I don’t understand memoir. How do people remember enough details about their childhoods to write a book.

How do memoirists know their memories aren’t lying to them?
Unlike much of nonfiction, most of our personal memories can’t be fact checked. I can look up what day in 1968 the construction of the North Anna Nuclear Power Plant was announced. I can fact check that date against regional newspapers from that era. I can explore the life of local hero Spurgeon Moss by talking to people who knew him. I can fact check these memories by visiting the Louisa County Historical Society.
But memoir is different.
Let’s say I wanted to write about my childhood. Let’s say I wanted to write about my experiences playing the flute in my elementary school band. I clearly remember that I chose the flute because “flute” and “drums” were the only two instruments I knew how to spell.
Clarinet? Saxophone? Sixty years later and I still have to spell check them.
I was a terrible musician.
My recollections are that I had a decidedly negative impact on my elementary school band. The only part I really liked was the uniform. I have a vague memory of being part of a marching parade.

I wore my uniform and played my flute. I only knew how to play one song: The Marine’s Hymn.

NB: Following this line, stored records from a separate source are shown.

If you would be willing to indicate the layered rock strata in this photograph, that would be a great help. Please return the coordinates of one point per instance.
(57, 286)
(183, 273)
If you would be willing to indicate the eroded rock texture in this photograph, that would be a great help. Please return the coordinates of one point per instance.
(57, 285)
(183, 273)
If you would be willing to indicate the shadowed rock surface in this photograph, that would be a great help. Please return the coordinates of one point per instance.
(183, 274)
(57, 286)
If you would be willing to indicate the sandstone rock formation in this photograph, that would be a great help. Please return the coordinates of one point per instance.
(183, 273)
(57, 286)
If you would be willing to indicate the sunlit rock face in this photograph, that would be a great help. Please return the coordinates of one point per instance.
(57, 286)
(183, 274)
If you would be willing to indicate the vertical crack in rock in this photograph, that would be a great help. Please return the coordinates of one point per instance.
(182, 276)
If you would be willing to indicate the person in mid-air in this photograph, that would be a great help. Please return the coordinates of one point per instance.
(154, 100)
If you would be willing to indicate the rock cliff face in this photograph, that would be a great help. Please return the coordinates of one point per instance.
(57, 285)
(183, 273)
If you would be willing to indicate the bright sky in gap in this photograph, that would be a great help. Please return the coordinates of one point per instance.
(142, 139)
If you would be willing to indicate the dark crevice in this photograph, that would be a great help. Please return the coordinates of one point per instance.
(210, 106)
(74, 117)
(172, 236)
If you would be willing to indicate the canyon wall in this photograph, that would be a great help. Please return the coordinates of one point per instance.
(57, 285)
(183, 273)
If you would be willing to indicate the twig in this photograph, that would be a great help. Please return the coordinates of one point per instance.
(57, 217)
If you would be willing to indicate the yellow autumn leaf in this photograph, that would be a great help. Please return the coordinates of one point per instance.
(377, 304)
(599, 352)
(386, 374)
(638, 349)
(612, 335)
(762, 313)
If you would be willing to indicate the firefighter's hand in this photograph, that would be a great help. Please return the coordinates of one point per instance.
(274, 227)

“From the Halls of Montezuma
To the shores of Tripoli;
We fight our country’s battles
In the air, on land, and sea…”
Have you ever heard a flute played horribly? It sounds like a rusty car door squeaking open and closed. I most certainly had no idea where the Halls of Montezuma or the shores of Tripoli were or why the US Marine Corp was fighting in either location.
Both, in fact, are fascination historical events worth a well-researched narrative nonfiction!